Sur le mur attenant à la fenêtre, il y avait un grand tableau, copie plutôt brouillonne des Bergers d’Arcadie.
— Décidément, ce tableau nous aura suivis jusqu’au bout, nota Antoine alors que Cécile s’était assise.
Le père Klems les observait, le visage grave. La porte s’ouvrit, laissant passer un homme en costume gris, chemise blanche et cravate rouge, qui avait l’air d’un directeur de banque.
Le religieux croisa les bras et se tourna vers Antoine et Cécile.
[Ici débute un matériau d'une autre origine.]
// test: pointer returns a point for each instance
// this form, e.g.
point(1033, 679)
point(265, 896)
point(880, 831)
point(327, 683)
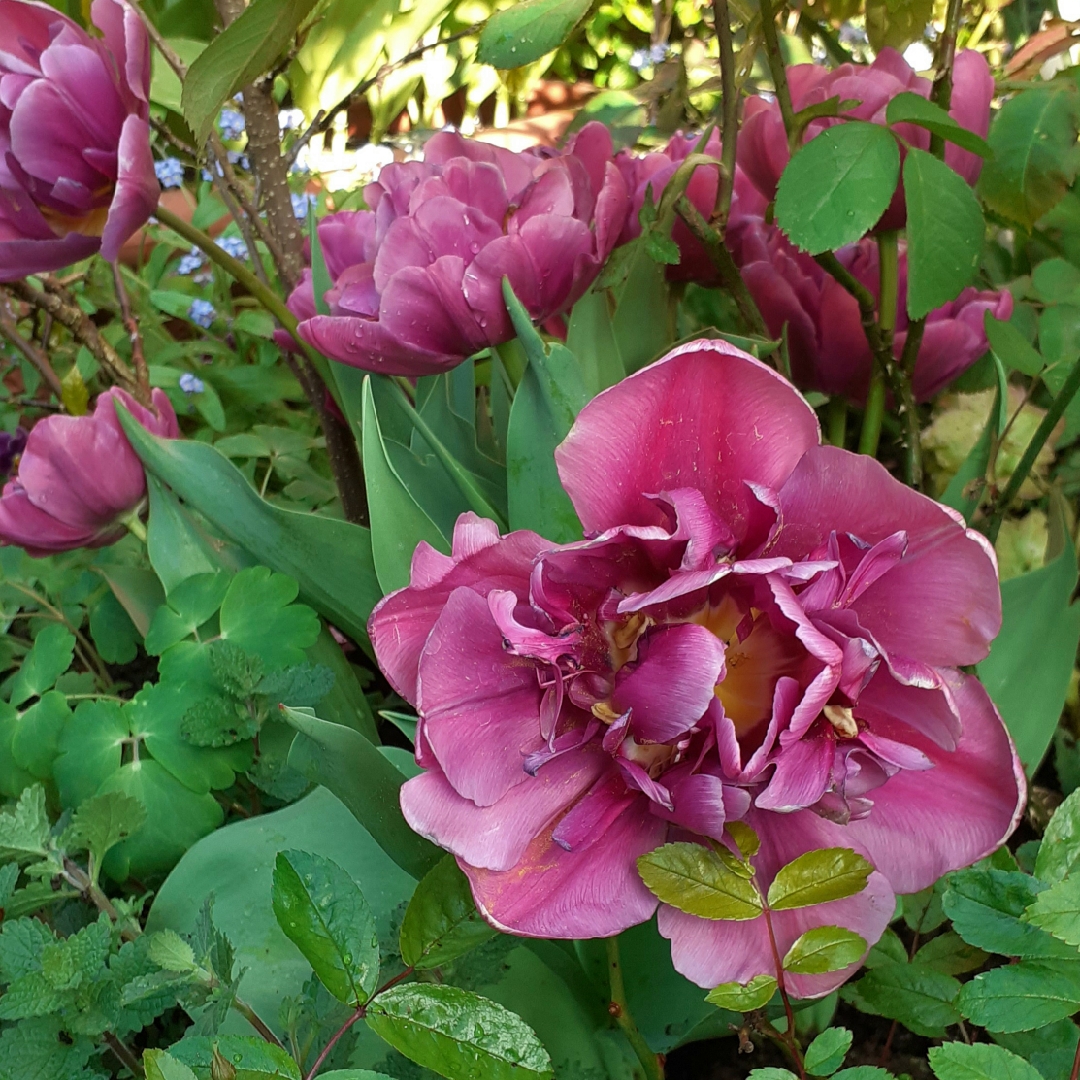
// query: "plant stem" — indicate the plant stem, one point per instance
point(720, 258)
point(837, 418)
point(1057, 407)
point(619, 1009)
— Je vous présente le père Vittorio Rospiglioli, qui travaille au Vatican.
— Ravi de vous rencontrer, dit l’homme d’un ton chaleureux. Les deux autres membres du conseil arrivent dans un instant. Vous avez fait un bien long chemin jusqu’à nous.
Marcas le salua d’un air méfiant.
— Quel type de travail effectuez-vous au Vatican ?
— Disons que je m’occupe de certaines affaires diplomatiques complexes.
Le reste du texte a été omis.